One day, Steve Lipsky of Fort Worth noticed that his home's well water was bubbling–like champagne, as he described it. It turned out to be chock full of methane, so full that he could light a running hose on fire. The EPA stepped in, worried that the contamination was the result of an oil company's fracking activities in the area. The agency commissioned an independent study, which appeared to show that the gas in Lipsky's well was indeed released by the drilling company. But according to a damning report from the AP, when that company, Range Resources, balked, the EPA shut the study down.
The EPA was initially involved because it said that state regulators, which normally would deal with ground water pollution, wouldn't investigate. EPA scientists, worried that the Lipskys and another family were endangered by having faucets that leak methane, ordered Range Resources to clean their wells and provide those families with potable water. Range quit that after state regulators said in March 2011 that the firm wasn't responsible.
According to the AP's investigation, the EPA initially played hardball, but then gave it all up:
Believing the case was headed for a lengthy legal battle, the EPA asked an independent scientist named Geoffrey Thyne to analyze water samples taken from 32 water wells. In the report obtained by the AP, Thyne concluded from chemical testing that the gas in the drinking water could have originated from Range Resources' nearby drilling operation.
Meanwhile, the EPA was seeking industry leaders to participate in a national study into hydraulic fracturing. Range Resources told EPA officials in Washington that so long as the agency continued to pursue a "scientifically baseless" action against the company in Weatherford, it would not take part in the study and would not allow government scientists onto its drilling sites, said company attorney David Poole.
In March 2012, the EPA retracted its emergency order, halted the court battle and set aside Thyne's report showing that the gas in Lipsky's water was nearly identical to the gases the Plano, Texas-based company was producing.
The EPA never gave justification for dropping the report, and independent researchers who looked at Thyne's report and data set, which showed that the gases from the Lipsky's well were similar in composition to those released by Range, should have prompted further investigation. That's absolutely true. Lipsky's water is no longer safe to drink, and living in a house that burps methane isn't safe. To bury a study that showed Range may have been responsible because the company complained is pig-headed, and runs counter to the entire point of the EPA's existence.

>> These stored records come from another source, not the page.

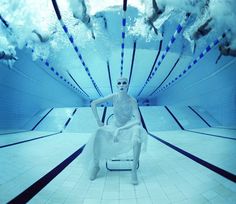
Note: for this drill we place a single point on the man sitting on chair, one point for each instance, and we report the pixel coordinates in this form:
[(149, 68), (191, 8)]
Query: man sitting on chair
[(124, 134)]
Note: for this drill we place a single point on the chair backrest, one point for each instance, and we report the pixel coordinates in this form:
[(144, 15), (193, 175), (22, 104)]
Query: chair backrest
[(110, 118)]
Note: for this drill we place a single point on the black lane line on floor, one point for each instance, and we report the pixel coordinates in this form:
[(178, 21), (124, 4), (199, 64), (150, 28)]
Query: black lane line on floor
[(200, 116), (16, 143), (210, 166), (212, 135), (67, 122), (109, 75), (42, 119), (132, 63), (31, 191), (182, 128), (222, 172), (104, 114)]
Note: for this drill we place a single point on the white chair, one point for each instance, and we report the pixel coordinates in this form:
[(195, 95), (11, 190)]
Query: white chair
[(122, 162)]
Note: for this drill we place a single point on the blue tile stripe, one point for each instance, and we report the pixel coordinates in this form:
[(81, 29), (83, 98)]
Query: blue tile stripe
[(59, 76), (167, 49), (71, 39), (123, 41), (194, 62)]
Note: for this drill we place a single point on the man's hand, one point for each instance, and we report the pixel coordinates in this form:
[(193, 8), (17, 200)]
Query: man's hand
[(100, 123)]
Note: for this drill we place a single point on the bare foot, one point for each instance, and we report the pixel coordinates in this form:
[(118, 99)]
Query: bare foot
[(94, 172)]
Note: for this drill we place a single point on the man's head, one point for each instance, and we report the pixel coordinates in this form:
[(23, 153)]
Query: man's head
[(122, 84)]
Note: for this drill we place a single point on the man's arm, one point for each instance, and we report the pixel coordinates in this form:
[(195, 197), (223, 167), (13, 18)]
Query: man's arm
[(94, 107), (137, 120)]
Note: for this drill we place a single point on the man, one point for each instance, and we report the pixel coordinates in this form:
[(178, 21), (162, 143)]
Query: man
[(124, 134)]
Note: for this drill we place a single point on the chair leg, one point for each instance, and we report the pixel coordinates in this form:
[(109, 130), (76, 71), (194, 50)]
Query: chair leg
[(136, 154)]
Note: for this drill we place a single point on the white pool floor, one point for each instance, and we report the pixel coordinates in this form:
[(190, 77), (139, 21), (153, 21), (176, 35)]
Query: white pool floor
[(165, 175)]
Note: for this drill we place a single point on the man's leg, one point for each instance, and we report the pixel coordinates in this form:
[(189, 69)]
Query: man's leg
[(136, 154), (96, 154)]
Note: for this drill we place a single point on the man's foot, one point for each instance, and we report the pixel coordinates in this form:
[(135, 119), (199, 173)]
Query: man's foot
[(134, 178), (94, 172)]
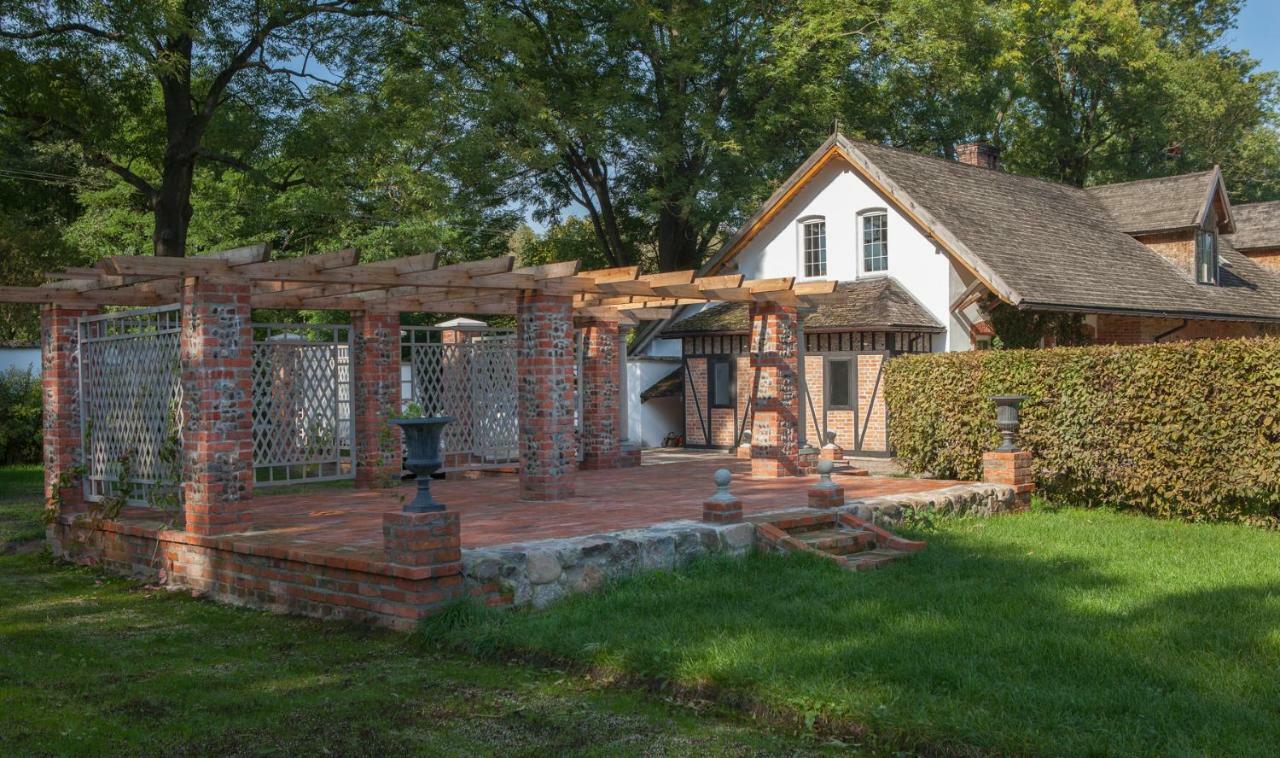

It's hard to overstate how big of an impact fracking is having on the energy industry. The US is poised to become a net energy exporter, which will shake up geopolitics, and an abundance of natural gas will changed how we manufacture goods. But as we race ahead to crush rock, there's still the matter of whether or not injecting millions of gallons of chemically-laced water into the ground is a good idea. And while frackers say it's totally safe, people continue to find their home's water supply suddenly full of methane, benzene, and other harmful chemicals. Yet as the industry booms, our own regulators are altogether too willing to kowtow to energy firms that have a problem with science that isn't self-funded.